The way it looks now, it’s hard to imagine that Hennepin Avenue was once a Great White Way of cinematic wonder, each downtown block blessed with at least one tempting marquee adorned with blinding lights. In my own early years of moviegoing, I was able to take my pick of many single screen palaces on the strip, all showing the hottest new releases — at least, "hot" in the eyes of a preteen horror buff. This included the State (where I saw Blacula), the Mann (Blackenstein!), the Orpheum (Godzilla Vs. Megalon) and, most prominently, the Gopher (Jaws, no less). Within a few years of my visits to these shrines, the State became The Jesus People Church, the Mann and Orpheum abandoned tombs for the homeless to flop in, and the Gopher accomodated a porn house before being crushed by the Godzilla of City Center.
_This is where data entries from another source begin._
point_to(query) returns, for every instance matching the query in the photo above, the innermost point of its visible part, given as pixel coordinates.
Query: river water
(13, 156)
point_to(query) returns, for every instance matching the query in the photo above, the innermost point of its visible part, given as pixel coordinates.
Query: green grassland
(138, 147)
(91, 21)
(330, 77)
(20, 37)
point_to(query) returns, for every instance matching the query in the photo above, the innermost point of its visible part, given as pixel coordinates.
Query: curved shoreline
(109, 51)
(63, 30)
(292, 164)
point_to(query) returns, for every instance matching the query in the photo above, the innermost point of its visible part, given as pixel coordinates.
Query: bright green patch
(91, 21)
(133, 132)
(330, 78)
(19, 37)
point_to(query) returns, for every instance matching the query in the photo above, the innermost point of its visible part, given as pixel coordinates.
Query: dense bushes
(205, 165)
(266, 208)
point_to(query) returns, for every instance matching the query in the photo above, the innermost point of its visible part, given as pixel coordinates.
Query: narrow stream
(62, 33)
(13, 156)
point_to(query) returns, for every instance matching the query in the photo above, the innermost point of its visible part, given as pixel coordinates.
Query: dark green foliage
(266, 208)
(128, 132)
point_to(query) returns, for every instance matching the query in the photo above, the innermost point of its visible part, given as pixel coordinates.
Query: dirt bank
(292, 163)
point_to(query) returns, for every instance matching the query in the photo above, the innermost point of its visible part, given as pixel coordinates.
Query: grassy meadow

Such was the fate of all too many downtowns throughout the country, as multiplexes took over the suburbs and drew away patrons disturbed by the urban core’s crime, grime, crowding and, worst of all, lack of free parking. But, at one time, Minneapolis and Saint Paul, both in its downtowns and neighborhoods, were home to dozens of movie houses — many of them elegant art deco, atmospheric, or atomic age complexes that each offered one film, and one film only, projected on a screen larger than the average megamall wall. Dave Kenney’s new book Twin Cities Picture Show (Minnesota Historical Society Press, $29.95) offers an equally elegant look back at the history of Twin Cities theater exhibition, from its extravagant beginnings at the turn of the last century to its uneasy state in the first decade of this one.
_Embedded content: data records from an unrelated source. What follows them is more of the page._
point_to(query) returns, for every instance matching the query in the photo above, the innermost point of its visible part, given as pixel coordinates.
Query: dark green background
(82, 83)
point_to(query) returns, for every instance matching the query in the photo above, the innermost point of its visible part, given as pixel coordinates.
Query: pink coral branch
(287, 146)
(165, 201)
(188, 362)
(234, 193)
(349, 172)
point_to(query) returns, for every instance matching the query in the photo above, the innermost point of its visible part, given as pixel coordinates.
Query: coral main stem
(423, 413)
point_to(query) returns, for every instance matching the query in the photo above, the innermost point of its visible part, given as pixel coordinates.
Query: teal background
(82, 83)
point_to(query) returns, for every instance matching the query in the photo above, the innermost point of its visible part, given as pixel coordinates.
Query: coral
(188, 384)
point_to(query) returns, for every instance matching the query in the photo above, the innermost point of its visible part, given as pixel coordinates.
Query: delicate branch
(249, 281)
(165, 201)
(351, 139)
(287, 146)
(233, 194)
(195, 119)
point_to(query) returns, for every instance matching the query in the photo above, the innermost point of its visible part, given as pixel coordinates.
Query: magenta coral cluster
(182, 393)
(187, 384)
Kenney, who researched and wrote this general history for the Minnesota Historical Society over a two year period, is not, himself, a historian, but a freelance journalist who specializes in Minnesota history. He began the project when he was alerted to a mountain of photographs and documents on local movie theaters and exhibitors, left behind by two MHS staffers who had amassed them for a book that never came to be. "There aren’t very many books that deal with the moviegoing experience," he explained to me, "You do find a number of books that deal with the architecture. But what really gets me excited is finding something that you can see and experience right now, and go back in time and see how we got there."
Many past and present comparisons can be made with classic theaters that still stand and bear most of their original design and light displays – even if most of them no longer show movies. Two dazzling examples are the Orpheum and the State, which each rose like Lazurus from desolation to become premier spaces for concerts and Broadway shows. Another is the Ritz in Northeast Minneapolis, whose structure was maintained and protected from the elements during the many years it was closed, so it could open as a solid home for various dance companies two years ago.
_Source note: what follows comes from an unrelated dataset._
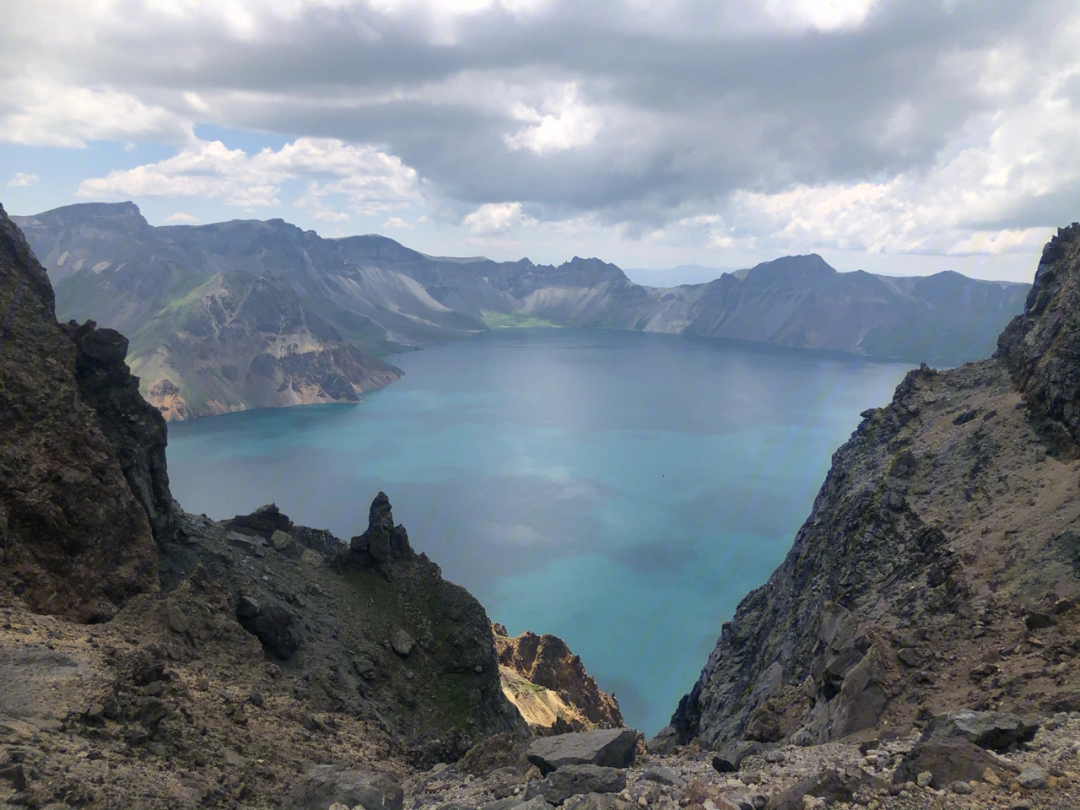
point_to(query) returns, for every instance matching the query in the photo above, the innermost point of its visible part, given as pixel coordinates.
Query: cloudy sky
(900, 136)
Most impressive of all is the Heights in Columbia Heights, which still operates as a profitable first-run movie house. As Kenney tells me, current owner and operator Tom Letness, who reopened and renovated the building with partner Dave Holmgren, has "figured out who his audience is. There are enough people out there and there are so few places to go see movies in Columbia Heights. He also owns the Dairy Queen next door – and he doesn’t have extra rent to pay, because he has a studio apartment he designed himself above the box office and lobby!"
The fate of most of the grand palaces of the teens, twenties and thirties, though, has not been so rosy. Saddest of all, not least because the water-damaged shell of the building still stands as a reminder of what it once was, is the Hollywood in Northeast. Kenney, himself, remembers going there in 1980, to see the Jamie Lee Curtis classic, Prom Night, and regarding the place at the time as an old dump. Twenty-five years later, he would discover during his research that the Hollywood was actually once a masterpiece of palatial design.
Another long lost gem was The Minnesota on 9th Street in downtown Minneapolis, which was the largest single screen movie house in the cities’ history. "I’ve talked to people who remember going into that thing," recalls Kenney, "The enormity and the space, and to think that it was built to show one movie at a time for up to 4,000 people." This, on top of a hydraulic orchestra lift and a back lit ceiling dome, plus a lobby that was larger than most theaters. Needless to say, even in the heyday of film exhibition, this monolith never made a dime, and, after twenty years of on-again, offagain service, met the wrecking ball in the mid-fifties.